By Justina Reichel
Majority of those supported by CoSA groups have not re-offended
Although it has been operating in Edmonton for less than two years, a program to help stop released sex offenders from re-offending in their communities is experiencing remarkable success.
Circles of Support and Accountability (CoSA) is composed of community volunteers who provide a “circle” of support for sex offenders released from jail to help integrate them back into the community while holding them accountable.
The main goal of CoSA, whose mantra is “No More Victims,” is to reduce the risk of future sex crimes by assisting and supporting released offenders who are often shunned by their friends, families, and communities out of fear.
Susan Logan, executive director of the Edmonton-based Mediation and Restorative Justice Centre, was the main driving force in bringing the program back to Edmonton, where it had previously failed due to a critical lack of funding.
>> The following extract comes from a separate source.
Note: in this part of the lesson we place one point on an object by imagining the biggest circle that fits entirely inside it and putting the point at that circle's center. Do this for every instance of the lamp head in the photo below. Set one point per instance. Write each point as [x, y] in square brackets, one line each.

“CoSA has clearly demonstrated through its history that, given support, people can live without re-offending, not only sexually but in other crime areas,” Logan told The Epoch Times.
“By creating that pseudo-community, providing those supports to the person, it gives them that opportunity. Otherwise, if they’re just stigmatized and isolated it’s very difficult for them to make the changes they need to make to be able to live crime-free in communities.”
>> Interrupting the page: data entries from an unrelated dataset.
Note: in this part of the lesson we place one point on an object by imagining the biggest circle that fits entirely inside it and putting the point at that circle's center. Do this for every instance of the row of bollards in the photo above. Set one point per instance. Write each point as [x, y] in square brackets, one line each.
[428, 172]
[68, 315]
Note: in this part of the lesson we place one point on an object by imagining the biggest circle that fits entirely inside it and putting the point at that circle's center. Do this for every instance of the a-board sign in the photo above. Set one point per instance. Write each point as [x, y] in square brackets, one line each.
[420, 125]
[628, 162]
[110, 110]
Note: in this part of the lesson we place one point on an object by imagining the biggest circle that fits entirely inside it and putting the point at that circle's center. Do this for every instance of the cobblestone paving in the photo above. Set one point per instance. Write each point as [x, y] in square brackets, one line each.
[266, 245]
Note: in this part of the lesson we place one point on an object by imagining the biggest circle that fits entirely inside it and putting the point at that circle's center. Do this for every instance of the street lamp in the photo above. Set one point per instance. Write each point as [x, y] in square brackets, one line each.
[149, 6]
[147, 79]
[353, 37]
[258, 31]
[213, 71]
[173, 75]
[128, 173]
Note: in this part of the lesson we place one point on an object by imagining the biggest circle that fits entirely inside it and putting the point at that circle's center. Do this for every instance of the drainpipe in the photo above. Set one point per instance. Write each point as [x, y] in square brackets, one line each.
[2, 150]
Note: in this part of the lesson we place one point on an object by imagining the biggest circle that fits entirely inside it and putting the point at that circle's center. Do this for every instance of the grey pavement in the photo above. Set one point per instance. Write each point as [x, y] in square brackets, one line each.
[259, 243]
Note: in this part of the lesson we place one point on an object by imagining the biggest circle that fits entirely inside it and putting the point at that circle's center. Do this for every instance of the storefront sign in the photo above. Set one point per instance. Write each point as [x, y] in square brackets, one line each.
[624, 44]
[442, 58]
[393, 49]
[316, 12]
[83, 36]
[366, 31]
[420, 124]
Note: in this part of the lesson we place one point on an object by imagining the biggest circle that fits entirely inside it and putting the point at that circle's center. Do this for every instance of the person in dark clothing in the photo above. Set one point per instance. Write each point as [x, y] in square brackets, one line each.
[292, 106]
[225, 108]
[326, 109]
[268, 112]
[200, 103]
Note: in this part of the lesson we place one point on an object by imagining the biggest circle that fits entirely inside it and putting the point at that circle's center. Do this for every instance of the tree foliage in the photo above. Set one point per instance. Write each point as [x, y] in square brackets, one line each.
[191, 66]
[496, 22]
Logan says she has seen a fundamental change in the individuals who have been involved with various CoSAs in Alberta.
“In the majority of groups that CoSA has done, people have not re-offended sexually. They may have done other things, but they have not re-offended sexually,” she says.
CoSA has clearly demonstrated through its history that, given support, people can live without re-offending.
— Susan Logan, Mediation and Restorative Justice Centre
“But even when [re-offending] happens, these are people who develop caring relationships to try to support the person as best they can, no matter what’s happening.”
The program returned to Edmonton in 2011 and has been operating in Calgary since 2002. Logan estimates at any given time there are between 10-15 circles working with offenders in Alberta.
Logan notes the Alberta program is particularly crucial because of central Alberta’s Bowden Institution. Bowden is a main prison centre for sex offenders on the Prairies, who are regularly released from the institution after serving their terms.